COP30: O Chamado à Ação para Enfrentar a Crise Climática
No último domingo, dia 9, o embaixador André Corrêa do Lago, que é o presidente-designado da 30ª Conferência das Nações Unidas sobre Mudança do Clima, também conhecida como COP30, fez um importante anúncio. Ele divulgou a sua décima e última carta à comunidade internacional, convocando todos os países a se unirem para que Belém se transforme em um verdadeiro ‘ciclo de ação’ no combate à crise climática global.
A Urgência do Enfrentamento da Crise Climática
Na sua comunicação, Corrêa do Lago fez um resumo das cartas que já enviou anteriormente, ressaltando que a mudança climática é um problema que exige ações conjuntas. “A COP30 pode ser o momento em que a humanidade se reinventa – restaurando nossa ligação com o planeta e entre gerações”, escreveu. Essa visão de recomeço é crucial, pois nos coloca diante de um dilema: escolher a coragem e a ação ou permanecer na omissão.
O embaixador enfatiza que devemos encarar esse privilégio de agir como uma responsabilidade não apenas para com as pessoas que amamos, mas também para as gerações que nos precederam e aquelas que ainda estão por vir.
Um Legado de Cooperação
Na carta, Corrêa do Lago relembra a longa trajetória de diálogos sobre a crise climática, que teve início na ECO-92, ocorrida no Rio de Janeiro. “Em Belém, honraremos essa continuidade que nos mostra como a nossa espécie é capaz de cooperar, se renovar e agir em conjunto mesmo diante da incerteza”, destacou.

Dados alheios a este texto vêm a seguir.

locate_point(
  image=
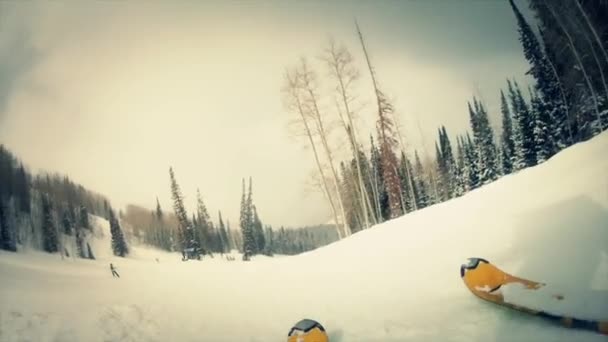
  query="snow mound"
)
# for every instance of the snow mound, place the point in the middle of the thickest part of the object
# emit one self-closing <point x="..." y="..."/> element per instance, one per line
<point x="398" y="281"/>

Esse é um momento decisivo para implementar uma agenda de mudanças que priorize a união e a cooperação. O embaixador expressou uma prioridade: “Quero garantir que a nossa impressionante membresia de quase 200 países e culturas evolua de grupos de negociação para uma equipe coesa”, afirmou. Essa equipe deve ser capaz de canalizar a inteligência coletiva da humanidade, buscando o que há de melhor individualmente em prol de um objetivo comum: proteger nossas sociedades, economias e ecossistemas.
Prioridades da COP30
Na sua décima carta, Corrêa do Lago resume as principais prioridades que foram delineadas em suas comunicações anteriores:
- Reforço do Multilateralismo: A necessidade de promover um regime climático mais robusto e colaborativo.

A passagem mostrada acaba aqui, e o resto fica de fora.